O fotoğrafını bulduğun çocuğun ismi Emir.
Barlas'ın..."duraksadı bir an"sevgilisiydi.
O da tıpkı senin gibi eğitim için gelen çaylaklardan Kimsesiz di,ne anne babası ne de bir akrabası vardı .Ama öyle iyi çocuktu ki, geldiği gibi her kesle iyi anlaşmıştı.

Barlas'sa o zamanlar daha yeni komutan olmuştu, şu ankinden katbekat sertti.
O zamanlar durmak nedir bilmezdi.
Askeriyenin korkulu ruyasıydı, hiç bir asker onun komutanlığını istemezdi.
Kötü biri olduğundan değil,askerlerine karşı acımasız olmasından kaynaklıydı bu.

Ama daha o zamanlar dikkatimi geçmişti,
Barlas bir kişiye karşı her kese olduğu kadar sert değil hatta yumuşaktı,sevgi dolu.

Bu beni o zamanlar şaşırtmamıştı Emir'in tatlı karakteri karşısında onu sevdigini, kendini o kimsesiz çocuğa abi gördüğünü sanmıştım."kalbim acıdı hem de çok fazla yere diktiğim bakışlarımı Doğuşa kaldırdım ama hiç bir şey söyleyemedim,oysa devam etti.

"Daha önce Barlasın hiç öyle baktığını görmemiştim,gözleri parlıyordu.
Hem de o çocukla olduğu her an.
Emir İstanbul'dan gelmişti ve burayı hiç tanımıyordu.

Barlas ona buraları gezdirdi,her çarşı izninde onunla birlikte gezdi.
İyice yakınlaştılar.
Barlas bize aşık olduğunu söyledi,ne diye bilirdik ki?

Sadece iyiliklerini istedik.
Ama sonra bir gün görev esnasında Emir Barlas'a açılan kurşunun önüne geçerek şehit oldu"Ayağa kalktı Doğuş bakışlarım her hareketini izlerken canım önüne geçerek dışarıyı seyre daldı.

Ben olanları hazmetmeye çalışırken devam etti."O zaman Barlas için her şeyin koptuğu zamanlardı şimdi anlıyorum.
Delirdi,uzun zaman askeriyeye gelmedi.
Komutanlar böyle kaybettiği için bunalıma girdiğini düşünüp ona zaman tanıdılar.
Ama biz biliyorduk o sevgilisini,en değerlisini kaybetmenin yükünü kendi omuzlarına yıkmıştı.
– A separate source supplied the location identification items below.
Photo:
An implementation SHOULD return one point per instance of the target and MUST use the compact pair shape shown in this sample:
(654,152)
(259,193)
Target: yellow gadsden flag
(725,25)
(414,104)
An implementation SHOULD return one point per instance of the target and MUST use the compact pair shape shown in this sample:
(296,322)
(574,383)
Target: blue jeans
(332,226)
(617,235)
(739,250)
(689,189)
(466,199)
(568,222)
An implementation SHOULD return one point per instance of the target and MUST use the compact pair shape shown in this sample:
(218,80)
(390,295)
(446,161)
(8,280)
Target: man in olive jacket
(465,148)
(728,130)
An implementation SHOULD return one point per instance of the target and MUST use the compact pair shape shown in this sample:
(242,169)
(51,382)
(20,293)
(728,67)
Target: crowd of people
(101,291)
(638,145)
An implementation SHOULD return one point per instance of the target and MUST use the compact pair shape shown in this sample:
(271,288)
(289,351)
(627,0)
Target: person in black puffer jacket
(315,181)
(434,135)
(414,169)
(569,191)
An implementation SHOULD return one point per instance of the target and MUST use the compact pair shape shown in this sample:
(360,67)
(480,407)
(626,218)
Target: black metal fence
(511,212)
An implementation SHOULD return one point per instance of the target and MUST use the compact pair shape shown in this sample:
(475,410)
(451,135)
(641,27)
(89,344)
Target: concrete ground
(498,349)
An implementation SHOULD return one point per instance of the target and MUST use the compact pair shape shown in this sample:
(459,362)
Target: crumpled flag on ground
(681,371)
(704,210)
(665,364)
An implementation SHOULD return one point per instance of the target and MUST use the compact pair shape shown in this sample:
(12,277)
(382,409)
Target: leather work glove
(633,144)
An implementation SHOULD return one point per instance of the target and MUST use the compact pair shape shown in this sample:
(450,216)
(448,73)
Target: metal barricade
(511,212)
Ama sonra bir gün geri döndü, Çakır ve ben kendine geldi sandık.Yas tutmayı bıraktı sandık ama her şeyi kendi içinde saklı yaşamaya devam etti, çok sonra fark ettik."
bize doğru döndü Doğuş"Yıllarca hiç bir şey olmadı, görevine devam etti sadece.
Ama o artık tamamen farklı biriydi yıpranmıştı,korkulan o adam gitmişti.
Ama bir kaç ay önce siz geldiniz,yeni çaylaklar.
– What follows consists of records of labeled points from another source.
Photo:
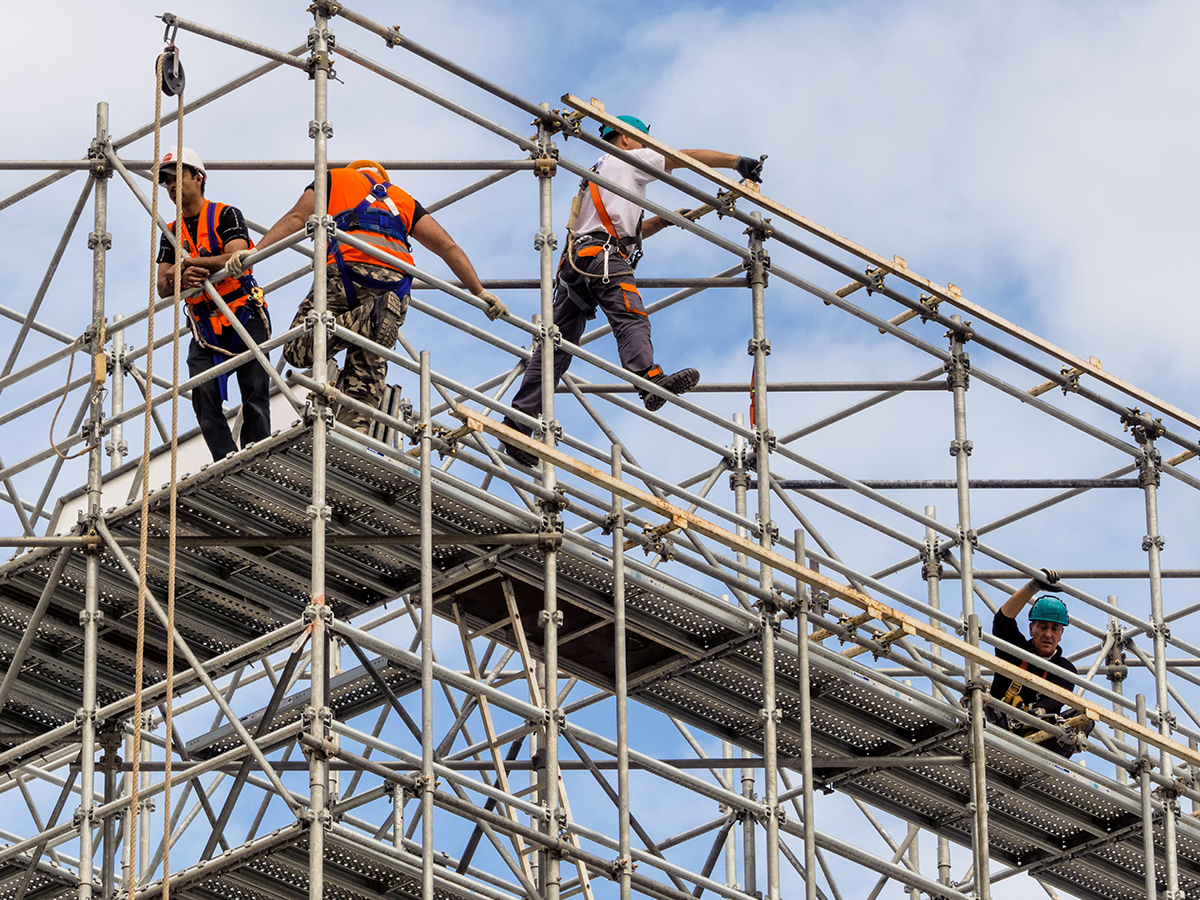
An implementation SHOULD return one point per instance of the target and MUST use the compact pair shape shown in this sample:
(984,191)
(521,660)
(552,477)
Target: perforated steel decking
(690,654)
Sen de tıpkı Emir gibi geldiğin ilk an sevdirdin kendini her kese,seni daha görmeden evvel duydum ben Efes.
Barlas'tan duydum,o gün öyle bir girdi ki odaya nefes nefese kalmış ama yüzünde koruduğu garip bir gülümsemeyle.

Sonra seni anlattı bize, tıpkı onun gibi dedi.
O an anladım Barlas o çocuğu hiç unutmamış.Ama bu kadarını ben bile beklememiştim."yutkundum,oysa durduğu yerden ayrılarak bir bardak su doldurup bana uzattı.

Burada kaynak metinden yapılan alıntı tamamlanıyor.